One station on 102.3, is commonly known as SUN 102. CHSN has been on the air in Estevan, Sask., for several years. It has a pretty strong signal in this part of North Dakota and broadcasts an adult contemporary format.
Less than a year ago, CKSE went on the air at 106.1 in Estevan. Broadcasting from the same tower as SUN 102, it has a classic rock format. Both stations push 100,000 watts from a 300-foot tower.
Another powerful station is on 101.5 and is broadcasting from Warmley, Sask. The call letters are CBK, originating in Regina, but it’s often referred to as CBC Radio 2. It’s Canada’s public broadcaster and airs a variety of music and news programs. Radio 2 transmits 100,000 watts from the top of a 1,005-foot tower.
There’s a second station in the small town of Warmley that is actually a repeater station of CJME in Regina. CJME-FM has a news/talk format and broadcasts 100,000 watts on 107.3. The tower is 970 feet high. If you are interested in what’s going on in Regina, this station has the pulse of the big the city.
There are two FM stations in Weyburn, Sask., but this is where reception in North Dakota gets a little dicey.
CKRC, on 103.5, plays classic hits and has a 273-foot tower. It’s available in the Kenmare area, but KZZY, a Devils Lake station on the same frequency, will sometimes interfere.

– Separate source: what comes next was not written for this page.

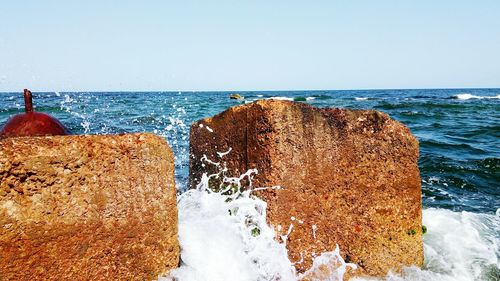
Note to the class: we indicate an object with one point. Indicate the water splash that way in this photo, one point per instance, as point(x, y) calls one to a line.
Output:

CKRC was once a popular station on 630 AM in Winnipeg, but after it went off the air, the call letters were re-assigned to the Weyburn market.
CHWY in Weyburn is very similar to CKSE. It just went on the air in December and plays a mainstream rock format on 106.7. The closer you go to Minot, however, you begin to get interference from Christian station KHRT on 106.9.
CBKF isn’t a very powerful station but broadcasts a clear signal in and around Kenmare as well. This is the French version of CBC and it broadcasts on 91.9 in Bellgarde, Sask. The power is only 4,700 watts and the tower 300 feet so as soon as you drop into the Des Lacs River Valley, it’s gone.
On numerous occasions, CFWF, on 104.9, is also available in this area. Branded “The Wolf,” this active rock station comes from Regina without translators sending 100,000 watts from its 640-foot tower just to the northwest of the city.
Facing northeast, Brandon, Man., station CKX is available on 96.1 FM. Once called “West Man’s Best Rock,” it recently switched its branding to “Bob FM.” Sometimes, however, KYYZ in Williston will overpower CKX.
It’s seems a departure from the norm, but CKX has 88,000 watts and uses a 1,236-foot tower.
CIWM is also a consistent Brandon station that caters to Manitoba’s First Nations people. It’s on 91.5 and uses a 1,167-foot tower to push 100,000 watts.
For country music fans, CKXA, on 101.1, is branded as “continuous country,” blasting out 100,000 watts from a 1,146-foot tower.
There are other FM stations in the area that can also be accessed with proper equipment.
Again, using Kenmare as a reference point, the website FM Fool lists a total of 63 FM stations that are potentially available. Among them, KGCX, 93.1 in Sidney, Mont., KBTO, 101.9 in Bottineau, KEYA, 88.5, Belcourt, KCAD, 99.1, Dickinson and KQLZ, 95.7, Beulah.
Most of the Bismarck stations are shown as well, but it’s not a true list because KDVL, 102.5 in Devils Lake can often be heard but isn’t on FM Fool.
It’s an interesting tool because not only does it give you the call letters, it also tells you the frequency, the transmitting power, the power it should have at your location, the path of the signal, the distance from your location to transmitter, the azimuth of the signal and in most cases, the height of the antenna.
Unfortunately, FM Fool doesn’t list the stations that have recently gone on the air, but it does take into account multiples that transmit on the same frequency.
There’s also a website called TV Fool that allows you similar information in case you want over-the-air TV from Regina, Brandon or Devils Lake.